What I want to do here is remark on those people whose names are not well known-but whose lives are closer to our own. People that you know yourself, if you look and listen.  People whose lives are not observed as anything special by those around them because they aren’t on TV-they aren’t famous.

Let’s make them famous.

CNA’s who work for $8 an hour and really do care about their patients. If you have a family member in a nursing home, or have spent any time in a hospital, you know how rare they are. And how unsung their work. They spend the most time with the patient, make sure the Nurse knows what’s going on with each one so the Nurse can advise the Doctor. And the pay rate goes up the ladder that way. The person spending the least time with the patient makes the most money. I won’t comment any more on that in this blog-I don’t want to get off track.

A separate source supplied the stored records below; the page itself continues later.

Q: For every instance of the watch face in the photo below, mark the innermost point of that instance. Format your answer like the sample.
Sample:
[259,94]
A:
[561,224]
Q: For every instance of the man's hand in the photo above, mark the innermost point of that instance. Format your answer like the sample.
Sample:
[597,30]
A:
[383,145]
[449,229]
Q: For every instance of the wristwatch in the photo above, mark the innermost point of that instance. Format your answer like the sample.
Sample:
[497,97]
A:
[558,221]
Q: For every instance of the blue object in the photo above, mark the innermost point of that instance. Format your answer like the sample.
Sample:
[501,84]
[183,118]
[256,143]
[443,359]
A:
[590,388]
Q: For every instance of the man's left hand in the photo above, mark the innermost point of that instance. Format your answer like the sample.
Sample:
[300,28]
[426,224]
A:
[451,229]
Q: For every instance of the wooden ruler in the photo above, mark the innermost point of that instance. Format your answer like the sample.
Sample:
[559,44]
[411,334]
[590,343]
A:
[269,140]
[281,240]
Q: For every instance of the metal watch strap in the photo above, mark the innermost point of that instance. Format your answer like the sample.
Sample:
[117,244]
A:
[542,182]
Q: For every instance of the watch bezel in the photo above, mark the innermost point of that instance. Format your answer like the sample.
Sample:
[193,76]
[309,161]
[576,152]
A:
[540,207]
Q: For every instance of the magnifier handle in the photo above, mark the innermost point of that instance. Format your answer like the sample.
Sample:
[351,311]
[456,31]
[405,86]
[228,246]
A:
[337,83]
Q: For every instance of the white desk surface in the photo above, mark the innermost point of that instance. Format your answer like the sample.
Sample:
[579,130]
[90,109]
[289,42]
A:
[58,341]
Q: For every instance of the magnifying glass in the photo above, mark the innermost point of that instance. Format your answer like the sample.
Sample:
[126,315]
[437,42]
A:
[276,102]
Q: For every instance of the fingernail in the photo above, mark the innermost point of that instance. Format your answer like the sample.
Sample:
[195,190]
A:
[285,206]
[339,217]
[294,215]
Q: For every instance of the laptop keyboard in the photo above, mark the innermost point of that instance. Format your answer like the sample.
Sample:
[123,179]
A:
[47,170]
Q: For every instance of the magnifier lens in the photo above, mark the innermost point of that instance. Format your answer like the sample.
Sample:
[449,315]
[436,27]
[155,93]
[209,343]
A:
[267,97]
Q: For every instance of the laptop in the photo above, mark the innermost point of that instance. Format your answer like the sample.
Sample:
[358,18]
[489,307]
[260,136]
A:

I worked with a girl at a convenience store who had little education but a golden heart and sunny disposition. She had finished high school but there was no money for college-and no, she couldn’t get a loan. Her father was long gone and her mother made minimum wage. Her mother had urged her to marry her high school sweetheart-so she did. When she found out she was preganant (and yes, they had used birth control. It isn’t 100% effective) he kissed her and left for his factory job. He never came home.

She is raising her son alone, on a convenience store wage, and working with him every night to learn his ABC’s. “He is not going to end up like me,” she vows.

There is man on my street whose wife is dying. Cervical cancer. She refuses to empty thier small savings for treatment she knows won’t make her well. They fought about it a little, but she won. “Hey,” she told me, “What’s he gonna do? Leave me?” She laughs about this, he shakes his head and they spend as much tiem together as they can. He was laid off from his job a few weeks ago. He is looking for work, willing to take anything. The neighbors have given him mechanic work (he is a master mechanic) paying him to change their oil, fix the odd dent and anything else he can handle in his own garage. The neighbors, here, are as much part of this blog as this couple who are facing the end of their lives together without even being able to go on a last vacation together (they always planned to see Paris when they retired.)

I could go on and on. So can you.

People who work for $8 an hour and check their bank balance every day to make sure nothing has bounced. People who make it to work early and stay late to finish the job, those who get up in the night to care for a sick child/partner/parent and get up again to make it to work on time.

People who stop to help an injured animal, drop a coin into a cup without demanding to know where it’s going, people who clean their own houses, cook their family’s meals and do it with a loving heart.

All of these people live ordinary lives in extraordinary circumstances. I tip my hat and say “Thank you.”